Walt Jr. was almost killed in Season 2.
“Walt is so filled with rage [at] the drug dealer who kills Jesse that he’s out for revenge. And he takes it very personally ... Walt gets this guy and chloroforms him or something, and installs him in some basement somewhere” to torture him, with a shotgun and trip wire to give the bad guy the option to kill himself, Gilligan described, before mentioning that this was before he had a writing staff and that everyone who heard this idea was thoroughly horrified. “Walter Jr. was gonna somehow stumble into this place ... and Walt Jr. being a sweet character, was going to try to help him ... and somehow this guy’s eyes flicker open and somehow he realizes it’s Walter’s son, and then and only then does he trip the wire and kill both of them.”
The Machine Gun.
Gilligan said they didn’t know what they were going to do with the M60 machine gun they introduced in beginning of Season 5. The writers debated having Walter go out like Scarface, using it either against the cops or in a prison-break to free Jesse.
“You’re planting your flag at that point ... You plant that gun, you show the gun to the audience in Act 1, you gotta fire it by Act 3 ... We were planting our flag, we were saying, you know what, an M60 machine gun, Rambo’s machine gun, something cool has to happen with that. We’ll figure it out later.”
“Who does he use it on was the first obvious question. And at that point, we didn’t have Uncle Jack yet ... we hadn’t thought of him yet, and Kenny and Todd, we didn’t have any of those guys ... We knew there’d be a bunch of bad guys.
“Our original version was that Walt would use it in somewhat Rambo fashion, handheld, mowing down a bunch of guys. But the closer we got to the end, and we realized Walt’s cancer would resurface and we realized how sick he would be, that felt wrong to go brawns over brain, go out like Rambo. On his best day, Walt was never Rambo. So very late in the game we came up with mounting it in the trunk and using the garage door motor as a way of sweeping it back and forth, and automating the process. Because everyone, including me, loved those moments when Walt was MacGyver-esque.”

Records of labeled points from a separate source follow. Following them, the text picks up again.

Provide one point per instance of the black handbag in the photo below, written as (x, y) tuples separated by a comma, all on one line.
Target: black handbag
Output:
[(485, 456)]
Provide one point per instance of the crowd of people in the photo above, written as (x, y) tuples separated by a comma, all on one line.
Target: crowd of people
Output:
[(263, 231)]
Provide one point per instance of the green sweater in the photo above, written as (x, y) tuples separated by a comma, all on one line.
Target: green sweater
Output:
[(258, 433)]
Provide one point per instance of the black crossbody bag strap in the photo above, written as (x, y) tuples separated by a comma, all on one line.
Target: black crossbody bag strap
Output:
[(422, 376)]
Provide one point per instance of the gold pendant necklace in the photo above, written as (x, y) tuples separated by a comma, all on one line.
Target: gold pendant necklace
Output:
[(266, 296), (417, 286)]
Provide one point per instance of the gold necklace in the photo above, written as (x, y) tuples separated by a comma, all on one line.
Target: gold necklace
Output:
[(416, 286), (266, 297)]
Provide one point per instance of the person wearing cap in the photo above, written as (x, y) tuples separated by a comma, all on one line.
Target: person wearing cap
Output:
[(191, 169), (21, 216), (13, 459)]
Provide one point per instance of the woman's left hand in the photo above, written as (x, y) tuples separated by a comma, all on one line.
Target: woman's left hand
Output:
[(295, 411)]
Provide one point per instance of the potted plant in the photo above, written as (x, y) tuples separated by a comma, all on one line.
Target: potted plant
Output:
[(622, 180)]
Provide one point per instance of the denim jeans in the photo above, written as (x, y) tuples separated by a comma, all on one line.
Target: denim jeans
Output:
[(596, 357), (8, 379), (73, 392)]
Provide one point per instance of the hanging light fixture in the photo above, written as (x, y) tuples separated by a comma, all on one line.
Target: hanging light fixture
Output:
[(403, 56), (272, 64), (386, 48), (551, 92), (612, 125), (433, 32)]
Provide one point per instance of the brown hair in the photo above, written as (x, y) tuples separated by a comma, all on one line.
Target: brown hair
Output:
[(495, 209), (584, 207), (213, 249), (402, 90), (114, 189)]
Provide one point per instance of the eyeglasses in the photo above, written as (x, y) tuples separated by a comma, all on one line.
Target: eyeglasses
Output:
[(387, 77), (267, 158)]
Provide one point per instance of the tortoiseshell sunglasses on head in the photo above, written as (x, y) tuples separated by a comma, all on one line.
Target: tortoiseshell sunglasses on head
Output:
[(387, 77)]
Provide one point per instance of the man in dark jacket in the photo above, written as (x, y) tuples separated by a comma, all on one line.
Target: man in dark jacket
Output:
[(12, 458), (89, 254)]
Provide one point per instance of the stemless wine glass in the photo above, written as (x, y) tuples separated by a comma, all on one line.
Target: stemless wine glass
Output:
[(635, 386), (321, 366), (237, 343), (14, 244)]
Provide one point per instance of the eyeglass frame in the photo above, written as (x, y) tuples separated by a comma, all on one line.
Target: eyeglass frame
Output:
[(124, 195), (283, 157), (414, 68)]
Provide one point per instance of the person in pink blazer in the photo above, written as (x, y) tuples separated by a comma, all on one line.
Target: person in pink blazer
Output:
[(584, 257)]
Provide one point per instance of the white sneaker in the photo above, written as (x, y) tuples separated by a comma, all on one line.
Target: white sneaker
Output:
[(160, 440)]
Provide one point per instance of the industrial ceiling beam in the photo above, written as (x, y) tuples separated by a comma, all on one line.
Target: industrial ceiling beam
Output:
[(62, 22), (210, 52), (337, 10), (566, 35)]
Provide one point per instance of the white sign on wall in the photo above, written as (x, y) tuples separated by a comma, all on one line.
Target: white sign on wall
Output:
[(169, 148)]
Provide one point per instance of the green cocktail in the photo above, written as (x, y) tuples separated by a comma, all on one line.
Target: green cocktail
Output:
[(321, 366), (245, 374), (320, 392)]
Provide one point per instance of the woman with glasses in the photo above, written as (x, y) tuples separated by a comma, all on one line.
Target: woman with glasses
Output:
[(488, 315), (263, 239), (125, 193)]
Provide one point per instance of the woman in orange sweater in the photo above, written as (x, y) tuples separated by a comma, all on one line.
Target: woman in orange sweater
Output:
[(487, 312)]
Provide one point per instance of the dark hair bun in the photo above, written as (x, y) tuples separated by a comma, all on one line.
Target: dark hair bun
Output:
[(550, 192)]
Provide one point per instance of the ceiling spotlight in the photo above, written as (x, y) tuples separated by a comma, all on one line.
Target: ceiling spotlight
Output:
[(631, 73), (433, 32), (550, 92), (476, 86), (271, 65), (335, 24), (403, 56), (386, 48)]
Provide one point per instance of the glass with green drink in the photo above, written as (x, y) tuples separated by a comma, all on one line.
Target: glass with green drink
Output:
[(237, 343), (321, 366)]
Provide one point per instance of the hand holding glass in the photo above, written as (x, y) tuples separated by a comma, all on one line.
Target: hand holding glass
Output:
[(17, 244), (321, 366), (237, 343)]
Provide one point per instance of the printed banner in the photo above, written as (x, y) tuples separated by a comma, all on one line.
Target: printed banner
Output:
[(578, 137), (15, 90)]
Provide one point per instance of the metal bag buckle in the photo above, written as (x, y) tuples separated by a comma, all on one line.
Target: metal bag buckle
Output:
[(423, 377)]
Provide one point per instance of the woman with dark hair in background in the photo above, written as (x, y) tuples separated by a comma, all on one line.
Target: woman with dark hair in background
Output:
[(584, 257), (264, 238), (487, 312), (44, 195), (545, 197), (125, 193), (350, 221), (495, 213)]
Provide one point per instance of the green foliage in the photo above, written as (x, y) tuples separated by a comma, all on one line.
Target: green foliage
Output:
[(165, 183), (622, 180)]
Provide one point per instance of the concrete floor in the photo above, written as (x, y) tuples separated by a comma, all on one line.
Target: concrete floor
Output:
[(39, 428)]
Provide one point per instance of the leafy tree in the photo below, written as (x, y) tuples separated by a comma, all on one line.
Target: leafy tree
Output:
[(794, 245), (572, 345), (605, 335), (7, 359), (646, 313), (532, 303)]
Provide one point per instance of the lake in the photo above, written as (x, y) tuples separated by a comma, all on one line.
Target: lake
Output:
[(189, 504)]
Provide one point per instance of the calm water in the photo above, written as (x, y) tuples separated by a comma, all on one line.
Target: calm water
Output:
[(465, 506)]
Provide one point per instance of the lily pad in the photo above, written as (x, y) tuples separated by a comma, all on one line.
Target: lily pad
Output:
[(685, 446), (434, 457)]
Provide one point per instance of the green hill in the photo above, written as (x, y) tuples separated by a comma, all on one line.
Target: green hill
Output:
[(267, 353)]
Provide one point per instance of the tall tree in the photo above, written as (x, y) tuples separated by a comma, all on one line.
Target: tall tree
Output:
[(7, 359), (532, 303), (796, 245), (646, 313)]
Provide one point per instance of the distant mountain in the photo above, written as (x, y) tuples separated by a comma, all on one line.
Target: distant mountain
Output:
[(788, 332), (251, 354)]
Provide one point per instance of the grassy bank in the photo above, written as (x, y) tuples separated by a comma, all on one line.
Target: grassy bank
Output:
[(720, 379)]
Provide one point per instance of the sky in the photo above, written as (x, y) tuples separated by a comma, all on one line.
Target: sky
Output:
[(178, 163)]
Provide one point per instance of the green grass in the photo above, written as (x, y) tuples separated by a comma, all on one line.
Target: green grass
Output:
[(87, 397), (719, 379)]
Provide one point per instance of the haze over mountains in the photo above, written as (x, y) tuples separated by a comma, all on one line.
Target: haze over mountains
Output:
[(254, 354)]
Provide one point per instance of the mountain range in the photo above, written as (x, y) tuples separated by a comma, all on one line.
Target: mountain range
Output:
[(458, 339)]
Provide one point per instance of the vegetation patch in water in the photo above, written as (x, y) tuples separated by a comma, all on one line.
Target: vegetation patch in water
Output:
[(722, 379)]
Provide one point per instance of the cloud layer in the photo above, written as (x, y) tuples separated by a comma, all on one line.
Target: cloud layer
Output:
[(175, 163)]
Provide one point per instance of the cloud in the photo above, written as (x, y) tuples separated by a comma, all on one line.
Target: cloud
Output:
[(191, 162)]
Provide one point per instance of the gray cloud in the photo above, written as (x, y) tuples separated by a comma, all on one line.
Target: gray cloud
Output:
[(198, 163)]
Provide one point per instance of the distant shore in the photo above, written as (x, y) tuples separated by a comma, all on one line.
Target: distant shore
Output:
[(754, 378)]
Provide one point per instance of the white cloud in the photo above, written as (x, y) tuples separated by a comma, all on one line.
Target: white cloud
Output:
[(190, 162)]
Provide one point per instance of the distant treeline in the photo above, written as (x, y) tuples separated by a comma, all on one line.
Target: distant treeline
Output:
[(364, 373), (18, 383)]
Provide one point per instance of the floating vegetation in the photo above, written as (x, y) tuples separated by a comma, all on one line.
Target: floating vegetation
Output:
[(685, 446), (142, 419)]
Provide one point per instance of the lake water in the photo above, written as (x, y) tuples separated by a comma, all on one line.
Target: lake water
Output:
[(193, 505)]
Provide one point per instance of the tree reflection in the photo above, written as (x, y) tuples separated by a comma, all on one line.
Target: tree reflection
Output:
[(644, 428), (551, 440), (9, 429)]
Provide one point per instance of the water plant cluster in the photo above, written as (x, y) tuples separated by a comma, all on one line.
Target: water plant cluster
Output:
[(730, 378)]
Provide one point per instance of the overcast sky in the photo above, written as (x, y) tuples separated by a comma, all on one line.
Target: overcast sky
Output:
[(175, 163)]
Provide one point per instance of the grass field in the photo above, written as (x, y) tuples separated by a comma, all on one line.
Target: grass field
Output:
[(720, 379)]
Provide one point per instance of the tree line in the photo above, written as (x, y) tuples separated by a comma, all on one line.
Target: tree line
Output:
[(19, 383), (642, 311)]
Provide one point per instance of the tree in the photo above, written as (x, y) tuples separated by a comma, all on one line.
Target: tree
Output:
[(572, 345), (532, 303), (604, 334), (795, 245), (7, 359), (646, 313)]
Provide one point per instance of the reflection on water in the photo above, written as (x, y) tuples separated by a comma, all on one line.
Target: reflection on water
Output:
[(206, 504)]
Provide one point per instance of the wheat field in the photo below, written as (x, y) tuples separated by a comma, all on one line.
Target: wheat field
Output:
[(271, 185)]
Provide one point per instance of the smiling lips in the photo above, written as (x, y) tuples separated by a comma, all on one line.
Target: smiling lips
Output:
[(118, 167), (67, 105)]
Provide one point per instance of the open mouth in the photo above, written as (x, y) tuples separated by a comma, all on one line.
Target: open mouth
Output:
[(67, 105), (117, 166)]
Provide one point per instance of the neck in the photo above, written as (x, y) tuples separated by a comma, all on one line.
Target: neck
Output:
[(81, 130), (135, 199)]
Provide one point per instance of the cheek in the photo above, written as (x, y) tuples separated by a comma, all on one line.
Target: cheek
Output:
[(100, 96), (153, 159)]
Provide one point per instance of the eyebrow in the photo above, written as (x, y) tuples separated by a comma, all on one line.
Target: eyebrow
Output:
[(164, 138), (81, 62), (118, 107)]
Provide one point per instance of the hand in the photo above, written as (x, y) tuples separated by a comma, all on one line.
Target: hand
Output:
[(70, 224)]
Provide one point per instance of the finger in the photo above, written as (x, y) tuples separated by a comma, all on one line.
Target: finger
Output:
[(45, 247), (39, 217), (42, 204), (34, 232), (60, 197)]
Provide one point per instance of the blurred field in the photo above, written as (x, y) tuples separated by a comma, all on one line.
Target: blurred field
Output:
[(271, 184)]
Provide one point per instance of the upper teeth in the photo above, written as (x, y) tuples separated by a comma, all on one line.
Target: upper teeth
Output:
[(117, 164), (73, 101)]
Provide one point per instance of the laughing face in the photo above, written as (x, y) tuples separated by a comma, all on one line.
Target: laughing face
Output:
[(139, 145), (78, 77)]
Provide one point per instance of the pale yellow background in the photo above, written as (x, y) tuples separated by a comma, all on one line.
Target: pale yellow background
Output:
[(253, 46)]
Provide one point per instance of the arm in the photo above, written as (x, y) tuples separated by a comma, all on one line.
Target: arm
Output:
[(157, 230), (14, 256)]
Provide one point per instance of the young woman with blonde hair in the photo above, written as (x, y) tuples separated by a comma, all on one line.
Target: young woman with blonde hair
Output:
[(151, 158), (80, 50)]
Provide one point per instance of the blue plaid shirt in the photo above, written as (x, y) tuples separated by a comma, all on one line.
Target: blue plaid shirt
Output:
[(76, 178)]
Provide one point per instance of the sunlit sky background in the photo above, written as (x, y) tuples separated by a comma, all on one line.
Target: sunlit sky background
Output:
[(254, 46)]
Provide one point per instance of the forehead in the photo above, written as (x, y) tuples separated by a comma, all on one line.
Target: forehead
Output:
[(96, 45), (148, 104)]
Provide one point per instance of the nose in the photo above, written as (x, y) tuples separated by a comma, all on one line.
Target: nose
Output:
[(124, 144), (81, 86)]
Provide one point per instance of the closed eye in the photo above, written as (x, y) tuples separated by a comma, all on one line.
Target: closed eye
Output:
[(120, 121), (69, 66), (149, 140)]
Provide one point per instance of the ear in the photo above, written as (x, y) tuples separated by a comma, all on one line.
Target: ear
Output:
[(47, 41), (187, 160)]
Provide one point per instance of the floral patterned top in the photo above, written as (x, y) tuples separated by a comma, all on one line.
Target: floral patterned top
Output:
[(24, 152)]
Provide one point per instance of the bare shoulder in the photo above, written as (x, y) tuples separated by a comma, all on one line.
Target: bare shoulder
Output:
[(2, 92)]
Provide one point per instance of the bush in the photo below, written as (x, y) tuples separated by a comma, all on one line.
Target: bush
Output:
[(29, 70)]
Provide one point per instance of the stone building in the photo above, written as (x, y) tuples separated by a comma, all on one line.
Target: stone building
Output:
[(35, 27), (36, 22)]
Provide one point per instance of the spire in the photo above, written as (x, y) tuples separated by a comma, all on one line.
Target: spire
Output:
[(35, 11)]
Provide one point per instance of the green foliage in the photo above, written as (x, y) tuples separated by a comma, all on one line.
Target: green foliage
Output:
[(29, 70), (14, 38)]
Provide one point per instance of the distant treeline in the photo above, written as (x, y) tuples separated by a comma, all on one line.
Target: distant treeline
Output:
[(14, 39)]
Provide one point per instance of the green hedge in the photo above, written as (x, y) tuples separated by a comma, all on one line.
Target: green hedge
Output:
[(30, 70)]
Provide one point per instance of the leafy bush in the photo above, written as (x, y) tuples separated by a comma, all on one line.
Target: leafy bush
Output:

At one point, Gilligan and his writers got to thinking that it might be too obvious to have Walt use the gun on a bunch of bad guys, and considered that he might shoot up a police station, or a jail, to set Jesse free.
“We had versions that we talked about, for instance, where the police are coming to get him and he uses it on the police, but we didn’t like that, it that didn’t seem right. We had a version where he goes and breaks Jesse out of jail just as the Nazis are going to knock Jesse off in jail, and he comes in and uses an M60 to lay waste to an entire prison or prison bus ... So we had every version of this. I’m not saying we got far with those, but we would talk them through for hours on end ... But we were like, You know what? As bad as Walt is, we don’t want to see him killing good guys. If he’s gonna use this M60, even if it’s slightly less surprising, let’s see him use it on guys that are worse than he is.”